What penetrates deeper in water? Blue or voilet? I was wondering about what colour of light penetrates deepest, and stumbled upon this pic while reading about related content.

The pic shows, violet is penetrated to a lesser extent than blue. 
If this information is right, what could be the possible explanation? 
If light with higher energy penetrates deeper, then violet should reach to greatest of depth. Or is it because water absorbs violet light?
 A: The Wikipedia article on light absorption by water includes this graph of absorption in the visible region:

The minimum absorption, and therefore the greatest penetration is around $\lambda = 420$nm, which is on the boundary between blue and violet light.
However the spectrum of sunlight looks like this:

(picture from here)
Note that the intensity of sunlight peaks between $\lambda = 500$ and $550$nm and it falls rapidly at smaller wavelengths.
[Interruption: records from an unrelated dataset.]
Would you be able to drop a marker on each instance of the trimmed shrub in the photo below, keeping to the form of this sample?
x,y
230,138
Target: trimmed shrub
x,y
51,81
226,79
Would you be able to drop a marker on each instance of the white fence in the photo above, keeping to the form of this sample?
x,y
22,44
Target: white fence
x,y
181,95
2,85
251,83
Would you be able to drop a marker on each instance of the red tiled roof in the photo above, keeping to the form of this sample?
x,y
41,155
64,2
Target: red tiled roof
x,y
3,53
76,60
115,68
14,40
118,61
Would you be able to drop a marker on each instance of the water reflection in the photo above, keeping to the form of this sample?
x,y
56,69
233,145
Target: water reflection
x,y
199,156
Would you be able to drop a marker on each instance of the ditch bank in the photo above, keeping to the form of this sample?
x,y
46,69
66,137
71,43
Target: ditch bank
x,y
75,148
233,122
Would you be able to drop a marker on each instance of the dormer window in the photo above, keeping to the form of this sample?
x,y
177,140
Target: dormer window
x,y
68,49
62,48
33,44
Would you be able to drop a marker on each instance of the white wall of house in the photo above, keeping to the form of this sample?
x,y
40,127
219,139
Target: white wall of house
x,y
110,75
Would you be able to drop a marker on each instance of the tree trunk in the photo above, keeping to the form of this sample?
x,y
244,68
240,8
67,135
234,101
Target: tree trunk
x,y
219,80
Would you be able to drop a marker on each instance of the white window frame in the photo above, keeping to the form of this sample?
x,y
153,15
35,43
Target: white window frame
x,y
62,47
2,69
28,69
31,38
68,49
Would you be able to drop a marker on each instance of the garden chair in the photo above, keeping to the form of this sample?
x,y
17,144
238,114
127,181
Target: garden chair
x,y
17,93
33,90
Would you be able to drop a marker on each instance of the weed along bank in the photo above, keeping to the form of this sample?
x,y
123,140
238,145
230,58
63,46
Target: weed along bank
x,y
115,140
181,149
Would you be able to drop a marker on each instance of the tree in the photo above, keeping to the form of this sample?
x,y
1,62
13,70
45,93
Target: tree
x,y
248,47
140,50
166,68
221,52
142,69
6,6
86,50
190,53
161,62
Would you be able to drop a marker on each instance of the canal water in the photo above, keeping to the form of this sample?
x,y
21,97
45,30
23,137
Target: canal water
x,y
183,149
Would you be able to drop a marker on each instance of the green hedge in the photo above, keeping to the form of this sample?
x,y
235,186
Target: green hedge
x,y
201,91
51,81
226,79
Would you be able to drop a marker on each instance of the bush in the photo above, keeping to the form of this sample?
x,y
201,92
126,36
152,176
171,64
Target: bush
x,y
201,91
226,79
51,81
So even though water absorbs least at violet wavelengths the light intensity decreases because there isn't that much violet light in sunlight.
The maximum penetration at around $\lambda = 475$nm is a trade off between the decreased absorption and decreased intensity as the wavelength decreases.
A: I believe the conflicting wiki graphs (mentioned in the last comment) originate from the exact definitions of absorption (e.g. if scattering is taken into account, what type of light source etc.) as well as whether you use a theoritical model or empirical data.
This page https://omlc.org/spectra/water/abs/index.html suggests that the minimum is now around 420ish nm, close to Rennie's answer. The convolution of that absorption curve with the solar spectrum (which also depends on time, location, conditions etc.) at sea level, combined with the various water conditions can be turned into a practical answer (for divers, submariners etc.) of roughly 475nm. Probably plus or minus 20nm depending on the conditions I mentioned.